Historians have been unable to verify most of Ravenscroft's specific claims, and the book relies heavily on material he attributed to a single source who died before the book's publication. The Vienna lance was real (it remains in the Kunsthistorisches Museum today), and German forces did bring it to Nuremberg after the Anschluss in 1938. But evidence that Hitler personally attached occult significance to it is thin.
The broader pattern here matters: there was a genuine program of cultural looting during the Nazi period, including many objects with historical or religious significance. This has been somewhat mythologized into a quest for supernatural power that the historical record doesn't fully support. Looting art and historical objects for prestige and as symbols of racial-cultural superiority is something the Nazis demonstrably did. Seeking supernatural power through occult artifacts is a different claim.
The Thule Society and Early Nazi Connections
The Thule Society was a German occultist group active in Munich from 1918 that did have genuine connections to early National Socialism. Several early Nazi Party members were Thule Society members, and the society helped finance the early Nazi newspaper, the Volkischer Beobachter.

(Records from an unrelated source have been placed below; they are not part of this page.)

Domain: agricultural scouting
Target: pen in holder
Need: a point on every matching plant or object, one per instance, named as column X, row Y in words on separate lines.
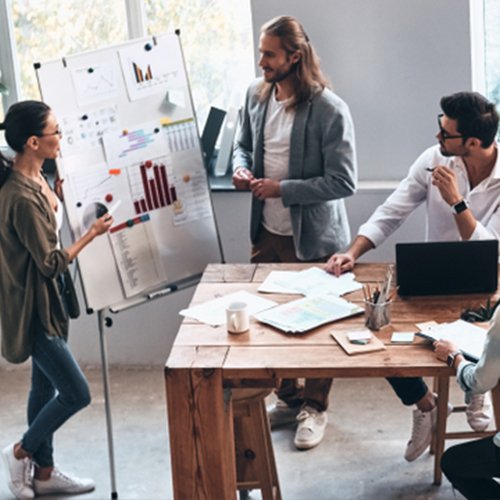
column 377, row 315
column 378, row 303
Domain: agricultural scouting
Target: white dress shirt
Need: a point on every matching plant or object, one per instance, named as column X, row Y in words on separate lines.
column 276, row 218
column 417, row 188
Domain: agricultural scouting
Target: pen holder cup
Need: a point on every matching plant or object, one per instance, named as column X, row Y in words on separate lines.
column 377, row 315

The Thule Society believed in the lost Aryan civilization of Thule, practiced runic mysticism, and held anti-Semitic views that overlapped substantially with early Nazi ideology. Its significance in Nazi history is real, but it is often overstated. By the time the Nazi Party achieved national power, the Thule Society was largely defunct and its surviving members mostly peripheral figures. The connection is a founding-period curiosity more than an ongoing influence on the regime.
What Is Actually True
The core of the Nazi occult story that holds up to scrutiny: Himmler held genuine esoteric and pagan beliefs that shaped the SS's culture and rituals. The Ahnenerbe conducted pseudo-scientific research motivated by occult and racial ideology. Nazi racial theory had quasi-religious characteristics including belief in a mystical folk essence, historical destiny, and the redemptive power of racial purity. These were not incidental features but central to how the movement understood itself.
What doesn't hold up: Hitler as a dark occultist personally pursuing supernatural artifacts. The Nazi regime as a coherent occult enterprise with specific ritual goals. Most of the specific narratives about Spear of Destiny, Holy Grail quests, and contact with supernatural entities that populate the more lurid accounts of the genre.
The true story is disturbing enough without the supernatural additions. A system of pseudo-scientific racial mythology, enacted by true believers who built ceremonial castles and carried out "research" alongside industrialized murder, is one of history's most complete examples of what happens when magical thinking gains state power. The occultism in it was not a separate element from the atrocities. It was part of the same belief structure.